Partant des quelques cellules de la Légion de Marie qui s'y trouvaient, il allait susciter un dynamisme spirituel et populaire qui allait se répandre comme une traînée de poudre à travers la contrée et donner naissance aux CEB. La rencontre hebdomadaire devait s'articuler en trois temps : la prière en groupe, pour sceller l'unité et demander le soutien de Dieu, le partage autour d'un texte biblique, pour discuter des valeurs présentes dans ce projet d'humanité voulu de Dieu et, enfin, le choix d'une visite, réalisée deux par deux, auprès d'un malade ou d'une famille dans le besoin cette expérience de service devant être partagée à la réunion suivante. Dans un milieu abandonné de l'élite et des pouvoirs publics, et attendant en vain leur intervention, cette méthode fit boule de neige.
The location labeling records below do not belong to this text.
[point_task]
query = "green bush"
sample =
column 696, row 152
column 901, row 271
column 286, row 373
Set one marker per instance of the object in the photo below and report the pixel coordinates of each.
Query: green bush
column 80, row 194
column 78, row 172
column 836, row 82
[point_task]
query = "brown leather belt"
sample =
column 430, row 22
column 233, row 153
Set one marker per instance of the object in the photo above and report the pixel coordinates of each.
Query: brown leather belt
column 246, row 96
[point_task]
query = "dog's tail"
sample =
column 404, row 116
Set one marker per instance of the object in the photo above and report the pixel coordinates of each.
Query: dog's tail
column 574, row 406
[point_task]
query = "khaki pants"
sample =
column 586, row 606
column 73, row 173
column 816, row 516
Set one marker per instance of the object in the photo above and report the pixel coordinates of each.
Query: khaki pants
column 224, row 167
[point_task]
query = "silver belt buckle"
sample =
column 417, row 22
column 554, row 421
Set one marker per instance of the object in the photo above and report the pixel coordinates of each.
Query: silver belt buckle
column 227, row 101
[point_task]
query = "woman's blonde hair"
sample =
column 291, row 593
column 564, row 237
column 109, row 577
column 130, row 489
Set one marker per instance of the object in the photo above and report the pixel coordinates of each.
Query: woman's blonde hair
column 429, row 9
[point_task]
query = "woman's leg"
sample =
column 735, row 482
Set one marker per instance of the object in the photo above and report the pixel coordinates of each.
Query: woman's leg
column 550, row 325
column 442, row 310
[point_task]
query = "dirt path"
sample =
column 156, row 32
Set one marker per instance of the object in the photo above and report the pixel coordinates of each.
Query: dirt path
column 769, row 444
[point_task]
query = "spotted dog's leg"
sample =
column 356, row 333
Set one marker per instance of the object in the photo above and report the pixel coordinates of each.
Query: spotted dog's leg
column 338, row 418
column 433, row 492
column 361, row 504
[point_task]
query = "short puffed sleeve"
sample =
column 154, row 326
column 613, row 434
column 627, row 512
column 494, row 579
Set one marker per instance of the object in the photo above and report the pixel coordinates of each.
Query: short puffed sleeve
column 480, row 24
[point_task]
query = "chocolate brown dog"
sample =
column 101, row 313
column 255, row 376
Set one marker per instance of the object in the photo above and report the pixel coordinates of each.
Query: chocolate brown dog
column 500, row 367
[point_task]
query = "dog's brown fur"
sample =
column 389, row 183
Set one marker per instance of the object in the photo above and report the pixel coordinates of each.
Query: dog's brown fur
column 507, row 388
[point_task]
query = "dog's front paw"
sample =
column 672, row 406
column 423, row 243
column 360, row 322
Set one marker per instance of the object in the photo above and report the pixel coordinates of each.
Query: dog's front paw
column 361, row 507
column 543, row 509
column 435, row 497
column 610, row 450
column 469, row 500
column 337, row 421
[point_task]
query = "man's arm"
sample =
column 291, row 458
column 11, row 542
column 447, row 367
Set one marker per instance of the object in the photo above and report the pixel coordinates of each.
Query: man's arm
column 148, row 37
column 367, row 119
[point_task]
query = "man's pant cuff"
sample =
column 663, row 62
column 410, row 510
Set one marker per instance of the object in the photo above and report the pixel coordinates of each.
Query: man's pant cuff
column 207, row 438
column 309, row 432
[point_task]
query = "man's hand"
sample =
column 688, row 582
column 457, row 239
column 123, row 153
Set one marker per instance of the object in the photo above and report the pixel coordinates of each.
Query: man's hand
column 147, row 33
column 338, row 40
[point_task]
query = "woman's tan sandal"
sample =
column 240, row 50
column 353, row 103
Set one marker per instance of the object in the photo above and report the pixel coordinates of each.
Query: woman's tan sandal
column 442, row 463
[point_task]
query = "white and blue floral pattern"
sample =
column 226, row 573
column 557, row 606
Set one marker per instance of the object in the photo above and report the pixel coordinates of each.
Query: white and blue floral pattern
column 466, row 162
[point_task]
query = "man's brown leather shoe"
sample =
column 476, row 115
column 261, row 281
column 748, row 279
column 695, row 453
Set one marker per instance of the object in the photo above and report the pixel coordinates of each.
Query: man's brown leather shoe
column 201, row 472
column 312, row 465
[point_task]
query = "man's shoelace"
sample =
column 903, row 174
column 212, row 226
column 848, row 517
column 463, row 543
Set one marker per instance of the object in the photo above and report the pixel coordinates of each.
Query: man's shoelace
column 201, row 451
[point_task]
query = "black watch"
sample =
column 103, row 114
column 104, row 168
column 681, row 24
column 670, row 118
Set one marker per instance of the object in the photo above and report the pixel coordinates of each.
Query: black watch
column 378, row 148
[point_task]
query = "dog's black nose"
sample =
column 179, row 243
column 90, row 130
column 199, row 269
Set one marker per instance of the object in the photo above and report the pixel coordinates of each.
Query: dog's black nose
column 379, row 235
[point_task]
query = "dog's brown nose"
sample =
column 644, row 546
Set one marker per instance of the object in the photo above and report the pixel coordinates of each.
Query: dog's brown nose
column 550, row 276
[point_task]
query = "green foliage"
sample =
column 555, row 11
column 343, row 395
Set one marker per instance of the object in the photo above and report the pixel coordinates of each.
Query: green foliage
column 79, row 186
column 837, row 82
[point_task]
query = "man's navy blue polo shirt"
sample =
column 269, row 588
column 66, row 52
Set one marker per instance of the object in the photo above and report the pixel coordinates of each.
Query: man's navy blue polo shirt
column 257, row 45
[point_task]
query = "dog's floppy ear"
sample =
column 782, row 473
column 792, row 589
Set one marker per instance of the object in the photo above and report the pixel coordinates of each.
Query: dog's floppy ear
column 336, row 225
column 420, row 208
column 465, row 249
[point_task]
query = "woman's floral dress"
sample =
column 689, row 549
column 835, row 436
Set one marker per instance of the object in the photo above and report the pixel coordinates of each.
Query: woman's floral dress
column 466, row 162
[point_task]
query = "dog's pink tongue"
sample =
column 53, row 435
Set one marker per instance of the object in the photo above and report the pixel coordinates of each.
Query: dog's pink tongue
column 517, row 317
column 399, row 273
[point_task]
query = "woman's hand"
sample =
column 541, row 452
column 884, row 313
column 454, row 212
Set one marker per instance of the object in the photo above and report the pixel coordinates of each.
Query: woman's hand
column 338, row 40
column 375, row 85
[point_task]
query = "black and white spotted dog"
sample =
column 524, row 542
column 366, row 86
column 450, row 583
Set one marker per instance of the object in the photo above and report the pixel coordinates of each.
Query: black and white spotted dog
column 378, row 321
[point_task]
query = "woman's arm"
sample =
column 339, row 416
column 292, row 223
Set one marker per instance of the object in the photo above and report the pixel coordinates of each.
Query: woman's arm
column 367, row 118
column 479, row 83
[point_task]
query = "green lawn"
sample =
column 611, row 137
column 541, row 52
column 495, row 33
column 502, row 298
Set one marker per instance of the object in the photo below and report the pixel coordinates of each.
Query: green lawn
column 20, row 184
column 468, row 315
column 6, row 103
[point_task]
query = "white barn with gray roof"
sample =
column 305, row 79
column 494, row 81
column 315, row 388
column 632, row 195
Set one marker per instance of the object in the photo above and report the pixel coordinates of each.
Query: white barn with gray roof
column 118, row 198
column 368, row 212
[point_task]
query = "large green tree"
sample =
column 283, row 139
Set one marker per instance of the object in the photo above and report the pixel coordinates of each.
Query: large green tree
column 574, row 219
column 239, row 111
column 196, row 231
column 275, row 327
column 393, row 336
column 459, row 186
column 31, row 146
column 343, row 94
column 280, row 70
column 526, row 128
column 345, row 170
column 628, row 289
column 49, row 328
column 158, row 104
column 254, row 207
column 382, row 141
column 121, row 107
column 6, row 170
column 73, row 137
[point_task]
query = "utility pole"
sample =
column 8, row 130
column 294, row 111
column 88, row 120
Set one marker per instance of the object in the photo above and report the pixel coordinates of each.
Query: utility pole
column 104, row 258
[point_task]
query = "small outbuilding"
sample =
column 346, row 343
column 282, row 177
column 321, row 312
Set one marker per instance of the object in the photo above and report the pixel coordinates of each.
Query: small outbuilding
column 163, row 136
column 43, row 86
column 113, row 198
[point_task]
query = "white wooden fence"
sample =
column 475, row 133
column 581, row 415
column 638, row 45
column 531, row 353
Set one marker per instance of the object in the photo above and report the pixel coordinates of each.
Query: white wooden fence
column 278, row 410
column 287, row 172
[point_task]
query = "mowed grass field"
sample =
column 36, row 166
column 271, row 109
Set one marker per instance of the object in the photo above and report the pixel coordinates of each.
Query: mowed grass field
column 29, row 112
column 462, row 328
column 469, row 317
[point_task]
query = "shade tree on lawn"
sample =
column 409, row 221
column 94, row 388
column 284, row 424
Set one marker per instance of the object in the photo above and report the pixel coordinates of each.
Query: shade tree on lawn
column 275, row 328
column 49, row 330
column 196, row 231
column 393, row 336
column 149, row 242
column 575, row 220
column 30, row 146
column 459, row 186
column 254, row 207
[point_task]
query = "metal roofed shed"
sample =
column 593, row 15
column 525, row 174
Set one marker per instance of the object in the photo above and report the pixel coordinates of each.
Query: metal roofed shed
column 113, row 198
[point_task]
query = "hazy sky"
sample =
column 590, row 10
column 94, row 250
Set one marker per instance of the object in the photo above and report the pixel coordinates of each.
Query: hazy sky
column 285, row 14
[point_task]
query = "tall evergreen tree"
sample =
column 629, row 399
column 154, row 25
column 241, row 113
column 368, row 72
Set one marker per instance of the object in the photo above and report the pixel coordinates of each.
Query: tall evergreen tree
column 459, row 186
Le génie de Cambron consiste à faire confiance aux gens de la base et à encourager leurs initiatives. En quelques années, ce modèle se répand à travers le Maranhâo, avec l'aide d'autres missionnaires québécois des diocèses de Nicolet, de St-Hyacinthe et de Sherbrooke. Bien plus, grâce à ces lettres circulaires intitulées Lettres du Brésil il raconte ses aventures, Cambron diffuse son expérience non seulement au Brésil mais aussi aux quatre coins de la planète.

En mai 1960, il est rappelé au Québec. On lui confie une nouvelle mission, celle d'aller fonder le grand séminaire de Tegucigalpa au Honduras. Avant son départ, Ivan Illich l'invite à partager ses réflexions sur son expérience brésilienne au Centre de formation missionnaire de Cuernavaca, au Mexique, qui sera connu plus tard sous le nom de CIDOC. Jusqu'en 1965, Cambron partage son temps entre le Honduras et le Mexique, où il assiste Illich. En 1965, il retourne au Brésil où il devient directeur du Centre de formation interculturelle de Petropolis. Il se consacre à l'inculturation des nouveaux missionnaires arrivés au pays, contribuant ainsi, jusqu'en 1969, à l'ouverture d'esprit des étrangers qui désirent accompagner le peuple brésilien. Ayant toujours un pied-à-terre à Cuernavaca, il ne cesse de développer sa réflexion sur la méthode inédite des communautés ecclésiales de base auprès des futurs animateurs qui seront chargés de la diffuser.

De 1967 à 1968, il est appelé à conseiller l'épiscopat canadien sur la formation d'un organisme qui connaîtra un énorme retentissement : Développement et Paix. Puis, tour à tour, il conseille l'épiscopat brésilien, travaille à la fondation des rencontres inter-ecclésiales du Brésil, soutient de nombreuses communautés religieuses qui font clairement l'option préférentielle pour les pauvres et choisissent d'abandonner leur couvent pour aller vivre par petites communautés au cœur des bidonvilles.

En 1981, terrassé par une crise cardiaque, il doit revenir au Québec. Jusqu'à un âge avancé, il visite le Brésil et l'Argentine plusieurs mois par année afin de poursuivre son oeuvre de conseiller, discret mais apprécié et vénéré de tous.

Text Box:  

 

L’auteur, Yves Carrier, est théologien. Il a publié Lettre du Brésil. L’évolution de la perspective missionnaire. Relecture de l’expérience de Mgr Gérard Cambon (Academia-Bruylant 2008). Il a aussi traduit des homélies de Mgr Romero auxquelles on peut avoir accès sur le web.